In the Green Star’s Glow by Lin Carter
Finally, our hero Karn, the crippled Earthman whose soul has been implanted in the body of a boy on a planet under a green star, comes to the end of his grand adventure. He has been through a series of harrowing events while trying to save the princess he has fallen in love with. In this last installment, he gets a short rest and then everything comes to a head. Old enemies resurface, new monsters appear and, perhaps most challenging of all, he’s captured by a band of man-hating teenage girls. Meanwhile, Karn’s allies are dealing with a race of hive-minded warrior ants and — would you believe it? — another evil scientist (actually, he was my favorite part of the book). It can’t possibly be a spoiler to say that everything eventually turns out okay in the end.
In the Green Star’s Glow is a fast read and, if you’ve enjoyed the GREEN STAR books so far, you won’t be disappointed. Basically, it’s more of the same except that this time it ends. As usual, the narrative is overly dramatic, often repetitive (how many times must each female be described as “lithe” and “supple”?) and sometimes just plain laughable. Here’s a particularly dreadful example, when Karn is a slave to a 13-year-old female who, he notices, is looking at him lustily:
I had been at work for about an hour and my naked hide glistened with perspiration which ran in long wet rivulets down my belly and thighs, cutting paths through the bark dust. The daylight gleamed in highlights along the raised ridges of the muscles of my legs and the great thews which swelled upon my back and shoulders. Each time I drew erect and lifted the heavy axe above my head, my powerfully developed pectoral muscles stood forth in sharp relief and the corded muscles of my taut midsection grew rock-ribbed and hard… I did not like the languid glow in her eye, nor the way she moistened her lips with the small pointed tip of her soft pink tongue. I opened my mouth, about to protest…
Not that’s just really bad writing, but I chose to laugh at it and be entertained. At the same time, I found it kind of creepy that Lin Carter, who was over 40 when he wrote this, would think that a 13-year-old girl who has just run away from a gang of men who were abusing her, would be turned on by a sweaty axe-wielding man. Also, I think Carter forgot here that Karn’s body is only about 13 or 14 years old. I’ve never seen “great thews” on a boy that age. And the protesting part? The gentleman doth protest too much, methinks.

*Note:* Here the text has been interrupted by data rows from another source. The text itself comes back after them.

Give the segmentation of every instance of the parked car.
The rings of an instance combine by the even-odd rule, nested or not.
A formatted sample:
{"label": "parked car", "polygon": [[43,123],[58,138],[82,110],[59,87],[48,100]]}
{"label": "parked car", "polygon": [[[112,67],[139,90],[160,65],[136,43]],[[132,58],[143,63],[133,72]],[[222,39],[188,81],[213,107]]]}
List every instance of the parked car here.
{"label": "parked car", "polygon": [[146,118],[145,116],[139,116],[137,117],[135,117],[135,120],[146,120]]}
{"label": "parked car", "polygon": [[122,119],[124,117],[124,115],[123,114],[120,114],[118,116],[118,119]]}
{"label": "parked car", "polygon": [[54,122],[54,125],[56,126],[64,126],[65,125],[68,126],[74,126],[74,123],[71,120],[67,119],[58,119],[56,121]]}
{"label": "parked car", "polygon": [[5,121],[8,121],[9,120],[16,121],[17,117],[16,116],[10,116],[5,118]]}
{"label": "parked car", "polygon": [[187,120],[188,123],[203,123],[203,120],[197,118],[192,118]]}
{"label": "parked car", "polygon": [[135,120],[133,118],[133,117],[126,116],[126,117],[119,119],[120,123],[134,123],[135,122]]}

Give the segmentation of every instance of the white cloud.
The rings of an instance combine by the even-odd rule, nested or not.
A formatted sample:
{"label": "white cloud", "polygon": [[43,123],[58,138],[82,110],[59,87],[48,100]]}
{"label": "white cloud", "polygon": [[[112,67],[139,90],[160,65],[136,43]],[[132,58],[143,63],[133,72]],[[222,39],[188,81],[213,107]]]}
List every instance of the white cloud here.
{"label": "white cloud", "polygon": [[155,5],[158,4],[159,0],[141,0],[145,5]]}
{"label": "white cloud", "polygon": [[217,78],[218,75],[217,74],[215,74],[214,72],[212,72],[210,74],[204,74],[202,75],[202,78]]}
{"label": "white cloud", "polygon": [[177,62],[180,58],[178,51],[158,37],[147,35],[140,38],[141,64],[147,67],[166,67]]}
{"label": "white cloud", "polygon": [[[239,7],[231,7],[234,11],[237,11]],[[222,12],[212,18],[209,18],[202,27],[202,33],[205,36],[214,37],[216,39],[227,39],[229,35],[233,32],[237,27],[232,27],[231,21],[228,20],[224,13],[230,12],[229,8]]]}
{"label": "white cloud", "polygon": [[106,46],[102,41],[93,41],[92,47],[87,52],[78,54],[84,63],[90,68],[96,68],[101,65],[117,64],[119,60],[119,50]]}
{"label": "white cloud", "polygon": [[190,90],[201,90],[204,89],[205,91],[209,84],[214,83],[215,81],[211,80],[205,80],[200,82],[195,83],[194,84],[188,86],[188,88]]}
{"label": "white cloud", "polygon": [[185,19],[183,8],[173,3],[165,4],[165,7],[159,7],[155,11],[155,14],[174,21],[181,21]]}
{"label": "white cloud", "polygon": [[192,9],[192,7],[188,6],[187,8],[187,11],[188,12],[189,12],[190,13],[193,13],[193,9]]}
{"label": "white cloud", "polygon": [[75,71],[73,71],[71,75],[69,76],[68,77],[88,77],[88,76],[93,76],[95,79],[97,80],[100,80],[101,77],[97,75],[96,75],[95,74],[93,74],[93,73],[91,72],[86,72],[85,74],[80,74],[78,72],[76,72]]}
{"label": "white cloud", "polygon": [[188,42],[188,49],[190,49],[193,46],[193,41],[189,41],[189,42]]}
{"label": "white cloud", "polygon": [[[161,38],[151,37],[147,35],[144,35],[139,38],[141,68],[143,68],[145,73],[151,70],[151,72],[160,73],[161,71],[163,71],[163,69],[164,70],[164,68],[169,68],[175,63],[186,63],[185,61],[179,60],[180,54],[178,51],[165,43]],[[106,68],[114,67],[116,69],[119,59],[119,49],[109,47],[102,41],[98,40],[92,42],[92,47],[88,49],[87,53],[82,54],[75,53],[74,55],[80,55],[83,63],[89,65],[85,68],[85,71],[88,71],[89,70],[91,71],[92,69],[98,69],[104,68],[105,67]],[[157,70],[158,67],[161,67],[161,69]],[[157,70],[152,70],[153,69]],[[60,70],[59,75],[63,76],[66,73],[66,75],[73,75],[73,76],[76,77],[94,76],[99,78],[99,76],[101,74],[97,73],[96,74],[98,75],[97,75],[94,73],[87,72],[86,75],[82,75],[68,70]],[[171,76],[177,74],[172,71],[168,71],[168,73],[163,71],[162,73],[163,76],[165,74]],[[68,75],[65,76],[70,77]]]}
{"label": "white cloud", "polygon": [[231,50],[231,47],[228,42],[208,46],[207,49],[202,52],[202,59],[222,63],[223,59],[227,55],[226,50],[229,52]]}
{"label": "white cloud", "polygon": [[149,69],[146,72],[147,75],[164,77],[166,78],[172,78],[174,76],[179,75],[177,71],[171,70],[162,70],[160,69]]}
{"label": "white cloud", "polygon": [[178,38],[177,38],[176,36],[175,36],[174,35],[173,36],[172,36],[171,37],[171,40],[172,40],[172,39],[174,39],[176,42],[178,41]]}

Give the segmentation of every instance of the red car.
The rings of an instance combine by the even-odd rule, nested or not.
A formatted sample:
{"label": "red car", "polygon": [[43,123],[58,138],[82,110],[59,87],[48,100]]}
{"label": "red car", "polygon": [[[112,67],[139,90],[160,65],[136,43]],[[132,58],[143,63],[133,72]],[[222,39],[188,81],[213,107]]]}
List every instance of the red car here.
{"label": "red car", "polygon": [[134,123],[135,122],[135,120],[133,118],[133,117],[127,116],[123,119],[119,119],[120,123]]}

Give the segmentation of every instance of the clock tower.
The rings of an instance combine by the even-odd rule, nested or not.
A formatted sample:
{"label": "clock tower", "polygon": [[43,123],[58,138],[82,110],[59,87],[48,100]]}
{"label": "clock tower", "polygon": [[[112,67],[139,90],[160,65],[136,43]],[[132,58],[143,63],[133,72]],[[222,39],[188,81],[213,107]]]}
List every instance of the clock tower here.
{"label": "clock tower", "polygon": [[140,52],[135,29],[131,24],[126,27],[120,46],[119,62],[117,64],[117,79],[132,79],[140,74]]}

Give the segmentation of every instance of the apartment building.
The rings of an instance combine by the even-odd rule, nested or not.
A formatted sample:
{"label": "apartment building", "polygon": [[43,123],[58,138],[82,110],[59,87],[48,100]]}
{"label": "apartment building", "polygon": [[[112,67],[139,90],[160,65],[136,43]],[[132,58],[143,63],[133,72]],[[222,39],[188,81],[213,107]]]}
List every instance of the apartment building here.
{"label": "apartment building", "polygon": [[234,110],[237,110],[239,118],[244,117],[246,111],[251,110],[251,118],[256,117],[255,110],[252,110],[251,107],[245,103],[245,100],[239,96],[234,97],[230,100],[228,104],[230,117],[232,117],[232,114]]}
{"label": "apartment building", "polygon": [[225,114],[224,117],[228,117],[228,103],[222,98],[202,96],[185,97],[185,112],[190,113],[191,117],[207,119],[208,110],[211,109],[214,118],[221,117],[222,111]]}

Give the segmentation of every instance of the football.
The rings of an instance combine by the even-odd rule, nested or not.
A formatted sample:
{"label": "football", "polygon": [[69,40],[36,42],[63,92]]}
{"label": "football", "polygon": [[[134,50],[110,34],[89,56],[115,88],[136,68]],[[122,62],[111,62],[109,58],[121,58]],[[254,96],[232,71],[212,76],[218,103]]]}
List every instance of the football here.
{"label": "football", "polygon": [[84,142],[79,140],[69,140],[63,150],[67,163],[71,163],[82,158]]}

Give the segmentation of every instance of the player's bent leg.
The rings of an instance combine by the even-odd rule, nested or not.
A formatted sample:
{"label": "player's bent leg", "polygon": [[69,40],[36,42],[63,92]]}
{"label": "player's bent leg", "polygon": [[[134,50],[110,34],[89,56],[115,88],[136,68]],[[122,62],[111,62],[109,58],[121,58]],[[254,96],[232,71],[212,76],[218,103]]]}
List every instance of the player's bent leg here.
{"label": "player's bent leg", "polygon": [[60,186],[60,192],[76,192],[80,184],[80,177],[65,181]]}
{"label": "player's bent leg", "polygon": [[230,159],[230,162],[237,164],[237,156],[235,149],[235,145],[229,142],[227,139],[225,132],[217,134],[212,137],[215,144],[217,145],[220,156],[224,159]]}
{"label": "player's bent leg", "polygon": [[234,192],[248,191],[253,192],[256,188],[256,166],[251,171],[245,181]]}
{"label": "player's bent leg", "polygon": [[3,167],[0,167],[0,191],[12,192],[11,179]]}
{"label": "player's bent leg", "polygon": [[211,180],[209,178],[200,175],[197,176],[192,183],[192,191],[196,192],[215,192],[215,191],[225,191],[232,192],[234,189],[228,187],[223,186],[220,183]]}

What I did like about GREEN STAR was Carter’s lush and beautiful world where the people live in cities built on the limbs of huge trees and fear to explore the forest floor. Our hero never discovers whether the trees and insects are magnified compared to Earth, or whether the people are smaller than humans. Though we see plenty of the Green Star world during the course of the series, it loses a little of its luster after the third book. The fourth book feels like Carter is just milking it, but this last book is a decent, if completely predictable, ending.
If you like these sorts of male-oriented pulpy adventures in the style of Edgar Rice Burroughs, and if you find these novels cheap somewhere (I read the audio versions by Wildside Press which are pretty inexpensive), you may find it worthwhile to read the first three GREEN STAR books at least.